Smart Dental Copywriters Target the Public, Not PhDs

By October 21, 2010September 27th, 2018Dental Copywriting

I’ve been in the writing business for about a decade, and almost half of that time has been spent serving clients in the niche field of dental copywriting. Through the years, one of the more difficult problems I’ve found is in explaining to people with a PhD education level or higher that writing for consumers is very, very, v e r y different from writing scholarly articles. Your dental website and blog should not read like the dissertation you composed at your alma mater (though I’m sure it was excellent for a scholarly audience). Einstein has some awesome quotes that the average smart person understands. He also discovered the theory of relativity and led the Manhattan Project, which was the creation of the atom bomb. But when it came to communicating with regular American folk…

He got it.

Smart Dental Copywriters Target the Public, Not PhDs

“Everything should be made as simple as possible, but not simpler.”

Writers call the way a piece reads its tone or voice. You have a unique voice, and the tone you use to speak to your golf buddies isn’t the same tone you used in the aforementioned dissertation. Your casual tone is the voice we need to capture for your dental website and dental blog. By getting to know our clients, our copywriters learn the appropriate voice to apply for each practice we serve. Some are more casual than others; and some are pretty darn clinical. We do our best to unwind the vocabulary and style of dentists who prefer scholarly writing. In doing so, we can keep content professional and clinically accurate without scaring away potential readers – ie: potential patients.

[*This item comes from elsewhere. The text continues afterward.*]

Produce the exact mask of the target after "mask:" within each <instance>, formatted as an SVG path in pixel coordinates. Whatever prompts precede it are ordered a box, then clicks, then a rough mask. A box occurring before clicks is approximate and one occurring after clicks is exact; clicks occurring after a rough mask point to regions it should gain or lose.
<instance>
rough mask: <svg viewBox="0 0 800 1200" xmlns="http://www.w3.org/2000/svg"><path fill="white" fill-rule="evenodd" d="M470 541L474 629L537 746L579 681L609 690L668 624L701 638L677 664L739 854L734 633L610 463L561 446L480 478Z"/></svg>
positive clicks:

I am not a dentist, nor do I play one on TV. As a dental services consumer, I want to know that I can talk to my dentist on a casual level, and I also need to feel that my dentist is a knowledgeable professional who understands dentistry inside and out (literally). If I find a dentist’s website and read content that is over my head, I know that I won’t feel comfortable around, and may not even understand, the dentist.

Have you ever had a mechanic that started talking about the level of torque required for proper… (blah, blah, blah) or construction contractor who started talking about city code for wiring? (Why should I care? Just wire my big screen already so that I can watch the game!) Most people want to do business with professionals who show enough competence to ensure trust, but who don’t get into all the gory details. Most consumers don’t have time for the specifics. They want a professional whom they feel understands them, can solve their problems, and will charge a fair price. Be that guy!

I say all this to prove the point: your website and blog, and any text that represents your dental office, should make readers – potential patients – feel good, not stupid; interested not bored; inspired to call you, not inspired to go to the next dentist in the Google list.